Members of the same law firm as a member of the city council may not represent as attorneys, individuals appearing before the city governmental body on which the firm member sits.
Members of the same law firm as a member of the city council may not represent as attorneys, individuals appearing before city governmental bodies subordinate to the body on which the firm member sits.
References: MCPR DR 9-101(C), DR 8-101; C-212; CI-42, CI-192, CI-419, CI-1003; Op 192. C-216, CI-382 and CI-1106 are distinguished.
A city council member is a member of a law firm, and asks (a) whether other members of the law firm may ethically represent clients before the city's boards, commissions, or other municipal bodies, and (b) whether ethical problems are eliminated if the city council member is disqualified from considering any matter in which a member of the law firm appears.
We have previously indicated that it is unethical for a partner, shareholder, or employee of a law firm to appear before a local government administrative board as an attorney representing a client, when a member of that board is also a partner, shareholder or employee of the same firm. CI-192. In the same vein, an attorney who is a member of a city council may not represent defendants charged with violations of that city's ordinances. CI-419. See also, CI-42.
MCPR DR 9-101(C) forbids a lawyer from implying an ability to influence on "irrelevant grounds any tribunal, legislative body, or public official." MCPR DR 8-101(A)(2) prohibits an attorney from using a public position to influence, or to attempt to influence, a tribunal to act in favor of a client.
These ethical problems are raised by the current inquiry. Alternatives short of prohibiting this type of representation run afoul of serious policy concerns. Recusal of the governmental member from matters in which the law firm participated would not resolve the issue. While it is in the public interest to encourage the participation of attorneys in public life, withdrawal from specific issues would deprive citizens of the representative elected to exercise judgment in just such matters. Further, in the quasi-judicial context in which city administrative matters arise, both parties may not be represented by counsel as in the judicial arena, nor may an issue necessarily be contested. Thus, the "safety value" of a request for recusal may not, as a practical matter exist.
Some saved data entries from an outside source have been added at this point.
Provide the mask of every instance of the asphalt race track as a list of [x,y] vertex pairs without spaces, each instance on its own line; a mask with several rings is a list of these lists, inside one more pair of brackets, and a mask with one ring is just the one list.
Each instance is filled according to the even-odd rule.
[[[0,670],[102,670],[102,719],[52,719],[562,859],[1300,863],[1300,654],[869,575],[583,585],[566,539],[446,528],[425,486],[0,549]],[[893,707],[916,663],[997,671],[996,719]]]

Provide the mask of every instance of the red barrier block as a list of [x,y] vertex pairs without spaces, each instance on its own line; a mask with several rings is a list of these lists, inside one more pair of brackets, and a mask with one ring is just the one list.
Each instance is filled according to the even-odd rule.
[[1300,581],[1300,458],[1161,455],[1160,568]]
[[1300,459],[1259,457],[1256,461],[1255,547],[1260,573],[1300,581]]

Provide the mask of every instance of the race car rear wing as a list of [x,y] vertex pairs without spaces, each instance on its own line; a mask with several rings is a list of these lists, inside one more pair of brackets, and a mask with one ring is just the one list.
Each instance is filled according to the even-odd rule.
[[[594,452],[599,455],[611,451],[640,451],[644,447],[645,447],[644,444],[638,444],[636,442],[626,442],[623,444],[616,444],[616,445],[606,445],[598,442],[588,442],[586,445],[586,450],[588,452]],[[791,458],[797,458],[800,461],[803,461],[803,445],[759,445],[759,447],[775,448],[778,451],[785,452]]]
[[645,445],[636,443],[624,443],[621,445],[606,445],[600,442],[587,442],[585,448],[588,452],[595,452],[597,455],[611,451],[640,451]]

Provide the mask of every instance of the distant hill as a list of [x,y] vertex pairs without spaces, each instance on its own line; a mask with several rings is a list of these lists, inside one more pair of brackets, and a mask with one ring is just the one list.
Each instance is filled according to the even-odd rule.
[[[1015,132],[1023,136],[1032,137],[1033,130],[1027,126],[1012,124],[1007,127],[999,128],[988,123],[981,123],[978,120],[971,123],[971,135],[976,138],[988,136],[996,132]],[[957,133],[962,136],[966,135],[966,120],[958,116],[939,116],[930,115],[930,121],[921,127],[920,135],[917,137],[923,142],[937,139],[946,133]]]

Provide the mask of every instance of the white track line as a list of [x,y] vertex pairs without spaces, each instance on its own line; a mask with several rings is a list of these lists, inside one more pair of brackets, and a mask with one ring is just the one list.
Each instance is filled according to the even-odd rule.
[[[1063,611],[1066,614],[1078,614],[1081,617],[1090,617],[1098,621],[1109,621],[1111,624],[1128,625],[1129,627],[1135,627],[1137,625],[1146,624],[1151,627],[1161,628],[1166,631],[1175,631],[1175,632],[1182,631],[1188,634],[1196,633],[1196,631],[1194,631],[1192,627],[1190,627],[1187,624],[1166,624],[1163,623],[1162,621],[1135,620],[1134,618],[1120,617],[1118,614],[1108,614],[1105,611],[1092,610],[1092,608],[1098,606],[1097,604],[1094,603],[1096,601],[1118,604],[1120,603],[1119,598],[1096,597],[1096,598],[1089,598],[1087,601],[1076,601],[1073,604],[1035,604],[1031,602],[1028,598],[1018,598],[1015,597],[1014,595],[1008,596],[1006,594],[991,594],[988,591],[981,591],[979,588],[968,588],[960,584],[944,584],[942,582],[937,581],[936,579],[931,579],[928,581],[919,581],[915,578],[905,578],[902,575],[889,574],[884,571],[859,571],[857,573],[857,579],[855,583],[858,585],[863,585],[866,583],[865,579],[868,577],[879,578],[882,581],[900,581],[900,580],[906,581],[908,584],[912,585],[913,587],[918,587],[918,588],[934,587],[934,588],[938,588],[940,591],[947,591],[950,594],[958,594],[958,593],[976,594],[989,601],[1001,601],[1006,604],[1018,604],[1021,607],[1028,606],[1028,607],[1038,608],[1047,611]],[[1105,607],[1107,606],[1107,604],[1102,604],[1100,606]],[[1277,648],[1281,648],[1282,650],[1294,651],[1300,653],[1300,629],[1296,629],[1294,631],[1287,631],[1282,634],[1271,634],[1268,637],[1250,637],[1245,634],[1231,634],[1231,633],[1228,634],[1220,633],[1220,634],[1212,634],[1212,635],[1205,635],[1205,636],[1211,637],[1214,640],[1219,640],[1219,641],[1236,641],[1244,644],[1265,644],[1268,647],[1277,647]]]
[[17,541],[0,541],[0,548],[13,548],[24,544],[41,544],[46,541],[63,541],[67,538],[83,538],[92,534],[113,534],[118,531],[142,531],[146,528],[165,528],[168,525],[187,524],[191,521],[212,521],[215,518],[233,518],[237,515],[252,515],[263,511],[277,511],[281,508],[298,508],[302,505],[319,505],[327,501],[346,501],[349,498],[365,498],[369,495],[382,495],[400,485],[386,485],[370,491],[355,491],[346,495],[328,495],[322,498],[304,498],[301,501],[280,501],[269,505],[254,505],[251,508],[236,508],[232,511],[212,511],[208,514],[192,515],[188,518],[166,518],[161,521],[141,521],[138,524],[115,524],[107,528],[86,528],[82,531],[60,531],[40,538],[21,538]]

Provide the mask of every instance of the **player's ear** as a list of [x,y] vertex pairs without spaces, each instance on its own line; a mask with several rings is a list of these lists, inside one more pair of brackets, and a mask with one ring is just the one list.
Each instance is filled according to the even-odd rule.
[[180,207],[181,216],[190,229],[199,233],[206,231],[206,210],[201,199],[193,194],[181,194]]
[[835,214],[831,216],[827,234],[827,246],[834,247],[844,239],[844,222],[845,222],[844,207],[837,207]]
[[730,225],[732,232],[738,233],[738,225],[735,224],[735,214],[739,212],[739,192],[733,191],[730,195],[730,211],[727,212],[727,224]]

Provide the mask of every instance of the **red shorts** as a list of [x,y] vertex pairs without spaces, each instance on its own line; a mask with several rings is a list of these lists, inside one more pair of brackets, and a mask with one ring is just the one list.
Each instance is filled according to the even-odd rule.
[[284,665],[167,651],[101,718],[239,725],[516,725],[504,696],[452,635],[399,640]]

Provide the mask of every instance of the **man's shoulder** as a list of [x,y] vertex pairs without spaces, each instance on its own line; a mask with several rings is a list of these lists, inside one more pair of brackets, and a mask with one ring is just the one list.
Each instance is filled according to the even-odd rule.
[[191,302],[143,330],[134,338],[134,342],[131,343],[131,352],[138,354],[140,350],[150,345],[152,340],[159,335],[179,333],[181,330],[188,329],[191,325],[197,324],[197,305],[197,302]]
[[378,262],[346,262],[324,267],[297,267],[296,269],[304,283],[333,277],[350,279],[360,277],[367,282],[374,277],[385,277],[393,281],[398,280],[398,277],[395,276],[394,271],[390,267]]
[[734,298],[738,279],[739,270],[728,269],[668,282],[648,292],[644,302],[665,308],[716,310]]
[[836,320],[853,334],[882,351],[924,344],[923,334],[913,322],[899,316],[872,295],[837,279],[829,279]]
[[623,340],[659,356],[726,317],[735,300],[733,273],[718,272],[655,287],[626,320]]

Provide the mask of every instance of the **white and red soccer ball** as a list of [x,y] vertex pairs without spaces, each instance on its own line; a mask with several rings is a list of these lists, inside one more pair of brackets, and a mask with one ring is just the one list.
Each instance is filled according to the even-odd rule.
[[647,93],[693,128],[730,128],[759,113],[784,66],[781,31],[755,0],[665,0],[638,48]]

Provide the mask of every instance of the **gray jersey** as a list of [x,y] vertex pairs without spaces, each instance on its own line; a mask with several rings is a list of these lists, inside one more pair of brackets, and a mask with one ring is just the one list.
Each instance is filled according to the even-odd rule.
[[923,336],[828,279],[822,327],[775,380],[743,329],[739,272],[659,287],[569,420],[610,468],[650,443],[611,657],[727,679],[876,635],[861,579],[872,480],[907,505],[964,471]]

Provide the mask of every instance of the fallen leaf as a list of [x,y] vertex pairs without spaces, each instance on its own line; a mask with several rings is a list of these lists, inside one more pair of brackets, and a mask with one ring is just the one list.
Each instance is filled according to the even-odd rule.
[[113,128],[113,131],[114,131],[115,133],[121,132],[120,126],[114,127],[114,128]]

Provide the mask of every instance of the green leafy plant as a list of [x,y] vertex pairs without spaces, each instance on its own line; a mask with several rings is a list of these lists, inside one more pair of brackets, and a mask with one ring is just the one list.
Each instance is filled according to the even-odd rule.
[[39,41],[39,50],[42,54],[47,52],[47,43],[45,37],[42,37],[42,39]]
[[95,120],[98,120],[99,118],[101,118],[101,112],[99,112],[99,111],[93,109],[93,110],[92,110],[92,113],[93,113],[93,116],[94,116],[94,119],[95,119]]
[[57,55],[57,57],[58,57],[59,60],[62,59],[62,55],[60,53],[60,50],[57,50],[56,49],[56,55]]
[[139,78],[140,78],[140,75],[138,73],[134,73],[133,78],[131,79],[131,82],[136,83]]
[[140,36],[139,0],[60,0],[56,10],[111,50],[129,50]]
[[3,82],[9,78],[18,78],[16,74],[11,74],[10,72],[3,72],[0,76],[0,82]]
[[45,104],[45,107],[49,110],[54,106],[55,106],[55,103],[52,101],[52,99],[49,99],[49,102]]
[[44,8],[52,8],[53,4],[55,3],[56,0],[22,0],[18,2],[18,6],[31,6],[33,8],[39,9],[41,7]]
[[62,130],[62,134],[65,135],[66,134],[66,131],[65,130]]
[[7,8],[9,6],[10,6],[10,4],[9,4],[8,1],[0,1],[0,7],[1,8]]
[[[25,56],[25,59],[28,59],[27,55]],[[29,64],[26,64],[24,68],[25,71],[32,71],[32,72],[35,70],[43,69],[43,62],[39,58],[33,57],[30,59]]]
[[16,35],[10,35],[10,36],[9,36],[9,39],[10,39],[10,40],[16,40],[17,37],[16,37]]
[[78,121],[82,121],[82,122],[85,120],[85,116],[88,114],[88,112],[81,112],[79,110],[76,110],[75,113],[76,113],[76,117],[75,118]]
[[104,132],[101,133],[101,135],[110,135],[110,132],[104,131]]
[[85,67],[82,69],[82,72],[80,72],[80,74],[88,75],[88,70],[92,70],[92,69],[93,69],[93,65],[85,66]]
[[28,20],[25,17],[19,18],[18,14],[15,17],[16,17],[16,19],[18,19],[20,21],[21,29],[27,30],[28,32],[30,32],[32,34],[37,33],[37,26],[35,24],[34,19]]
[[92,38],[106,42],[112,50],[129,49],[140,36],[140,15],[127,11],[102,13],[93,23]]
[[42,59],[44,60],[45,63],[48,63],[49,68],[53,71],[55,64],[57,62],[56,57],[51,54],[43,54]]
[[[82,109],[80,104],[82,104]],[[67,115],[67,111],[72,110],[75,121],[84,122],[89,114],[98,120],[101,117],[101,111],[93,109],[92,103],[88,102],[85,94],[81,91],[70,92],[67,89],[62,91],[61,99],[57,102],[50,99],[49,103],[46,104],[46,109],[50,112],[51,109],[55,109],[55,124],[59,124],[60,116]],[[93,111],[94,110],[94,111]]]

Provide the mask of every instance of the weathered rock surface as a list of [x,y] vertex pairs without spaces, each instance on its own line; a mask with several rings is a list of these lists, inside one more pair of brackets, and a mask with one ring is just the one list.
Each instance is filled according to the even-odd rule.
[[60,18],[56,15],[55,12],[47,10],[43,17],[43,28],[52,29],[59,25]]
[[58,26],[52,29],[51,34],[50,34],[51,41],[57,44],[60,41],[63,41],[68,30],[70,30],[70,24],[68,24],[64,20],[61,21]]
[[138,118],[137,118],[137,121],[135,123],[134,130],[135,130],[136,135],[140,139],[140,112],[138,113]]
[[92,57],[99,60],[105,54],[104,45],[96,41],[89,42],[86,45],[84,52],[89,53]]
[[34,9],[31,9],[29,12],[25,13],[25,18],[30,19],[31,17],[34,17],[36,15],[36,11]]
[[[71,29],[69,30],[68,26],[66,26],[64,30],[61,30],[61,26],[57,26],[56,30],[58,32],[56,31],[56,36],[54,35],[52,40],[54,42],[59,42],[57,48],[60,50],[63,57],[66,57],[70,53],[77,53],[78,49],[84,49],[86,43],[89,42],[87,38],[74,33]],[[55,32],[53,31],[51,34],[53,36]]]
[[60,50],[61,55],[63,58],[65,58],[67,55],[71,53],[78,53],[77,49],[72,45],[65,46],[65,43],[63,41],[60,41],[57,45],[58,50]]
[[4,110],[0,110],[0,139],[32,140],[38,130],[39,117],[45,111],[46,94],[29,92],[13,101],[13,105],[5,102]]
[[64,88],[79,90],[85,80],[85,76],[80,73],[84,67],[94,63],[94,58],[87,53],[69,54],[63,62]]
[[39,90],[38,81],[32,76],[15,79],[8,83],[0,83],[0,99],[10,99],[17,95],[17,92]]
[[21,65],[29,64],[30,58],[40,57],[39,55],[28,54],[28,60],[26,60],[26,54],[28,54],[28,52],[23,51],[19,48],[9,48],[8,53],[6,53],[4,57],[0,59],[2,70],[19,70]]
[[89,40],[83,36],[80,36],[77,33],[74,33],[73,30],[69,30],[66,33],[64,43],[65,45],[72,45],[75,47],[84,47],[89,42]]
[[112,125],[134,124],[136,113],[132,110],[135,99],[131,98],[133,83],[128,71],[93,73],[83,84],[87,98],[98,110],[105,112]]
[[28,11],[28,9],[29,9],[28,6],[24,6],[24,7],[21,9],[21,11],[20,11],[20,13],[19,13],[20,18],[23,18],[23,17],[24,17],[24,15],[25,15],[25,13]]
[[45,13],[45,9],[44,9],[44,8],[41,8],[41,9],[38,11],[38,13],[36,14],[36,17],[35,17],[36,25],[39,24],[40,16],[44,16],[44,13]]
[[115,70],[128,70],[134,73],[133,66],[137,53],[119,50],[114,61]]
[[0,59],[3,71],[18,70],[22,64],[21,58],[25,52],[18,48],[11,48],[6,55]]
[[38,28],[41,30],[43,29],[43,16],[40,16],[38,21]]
The need for such a "safety valve" also lends credence to a need to avoid such apparent conflicts. Compare C-212, city attorney may not represent a person charged with violation of an ordinance of the employing community; Op 179, a lawyer-member of a municipal board of zoning appeals and the lawyer's law partners and employees may not represent a client's interest in proceedings before that board.
There is additionally the concern that where the individual pursuing relief before the city council or subordinate body feels aggrieved by the governmental decision, there exists the possibility of litigation between that person and the city, creating an inexorable conflict. CI-1003, city attorney and members of the sam firm may not appear before the city council representing private clients in applications for licenses and other matters that might result in litigation between such persons and the city; CI-192, a partner, shareholder or employee of a firm cannot ethically represent a client before an administrative board on which a partner, shareholder or employee of the same firm sits.
To the extent that C-216 and CI-382 may suggest a different result, they may be distinguished because they involve judicial proceedings where, as part of the adversary process, the public interest may be protected. CI-1106 involved the spouse of an attorney and not the attorney directly.